As DIHQ exhibited an ability to partially inhibit
C. difficile toxin production, we moved to investigate the drug’s ability to inhibit a second key virulence factor, spore formation. Spores are metabolically dormant and highly resistant to standard disinfection procedures. That is why they can persist for long periods and spread in the environment. Once ingested by susceptible hosts, spores germinate, in response to bile acids in the small intestine, into vegetative cells that produce toxins and cause disease (
40). In addition, persistent spores in the intestine are the reason behind recurrence, where they can germinate in the intestine after the conclusion of treatment (
41). The ability of DIHQ to inhibit
C. difficile spore formation was tested. DIHQ partially inhibited
C. difficile spore formation at subinhibitory concentrations. Neither vancomycin nor metronidazole reduced the spore count. This result suggests that DIHQ may contribute to lower CDI recurrence rates by inhibiting
C. difficile spore formation, though this needs to be confirmed in appropriate CDI animal models.

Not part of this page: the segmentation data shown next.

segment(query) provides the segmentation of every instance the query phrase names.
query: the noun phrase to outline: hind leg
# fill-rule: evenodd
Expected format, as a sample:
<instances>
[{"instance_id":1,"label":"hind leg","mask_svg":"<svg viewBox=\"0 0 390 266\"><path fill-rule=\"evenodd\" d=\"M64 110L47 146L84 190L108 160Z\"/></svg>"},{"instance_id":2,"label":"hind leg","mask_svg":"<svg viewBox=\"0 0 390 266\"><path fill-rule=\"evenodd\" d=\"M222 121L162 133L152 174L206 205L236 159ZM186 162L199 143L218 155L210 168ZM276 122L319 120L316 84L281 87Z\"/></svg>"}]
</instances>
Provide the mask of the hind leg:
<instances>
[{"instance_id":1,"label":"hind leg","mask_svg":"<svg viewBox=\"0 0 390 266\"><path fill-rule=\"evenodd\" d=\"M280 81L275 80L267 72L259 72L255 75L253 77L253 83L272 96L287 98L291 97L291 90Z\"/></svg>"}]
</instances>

Finally, we sought to investigate DIHQ’s effect on growth of major bacterial species that compose the healthy intestinal flora. Disrupting intestinal microbiota increases the susceptibility of hosts to C. difficile colonization. Thus, it is critically important for new anticlostridial drugs to show minimal activity against the normal microbiome. Unlike vancomycin, fidaxomicin, and metronidazole, DIHQ exhibited limited activity against the tested representative members of the human normal intestinal microbiota.
It is worth mentioning that the recommended dose of DIHQ for treatment of amoebiasis in adults is 650 mg/kg of body weight, 3 times daily for 20 days, which is a much greater course than what would be expected for
C. difficile treatment (
28). It can also be used for children at a dosage of 30 to 40 mg/kg daily in divided doses, for 20 days, with a maximum of 2 g/day without reported toxicity; however, it is not well tolerated in children and should be avoided if possible (
42). Moreover, DIHQ has rare, mild, and self-limiting side effects, such as nausea, vomiting, stomach upset, abdominal cramps, diarrhea, headache, and dizziness. Reported toxicity cases of DIHQ are rare and are associated with administering high doses for a prolonged period. Seizures and encephalopathy were reported in a 9-year-old boy treated with a very high dose of DIHQ (420 mg, 3 times daily, for 20 days) (
43). Furthermore, few cases of neuropathy and optic atrophy in children after prolonged administration of high doses of hydroxyquinolines (namely, clioquinol) for prolonged periods were reported (
44).
In conclusion, the current study highlights that DIHQ, an FDA-approved antiamoebic drug, has potent in vitro antibacterial activity against C. difficile and exhibits a more rapid bactericidal activity than that with both metronidazole and vancomycin. DIHQ interacted synergistically with both vancomycin and metronidazole against most strains of C. difficile tested in vitro. In addition to its antibacterial activity, DIHQ also exhibited antivirulence properties, namely, partial inhibition of both toxin production and spore formation by C. difficile. Furthermore, DIHQ exhibited a minimal effect against important commensal organisms that comprise the intestinal microbiome. Future studies will need to be conducted to validate the in vitro findings in vivo in suitable animal models of CDI in order to further develop DIHQ as a novel anticlostridial drug.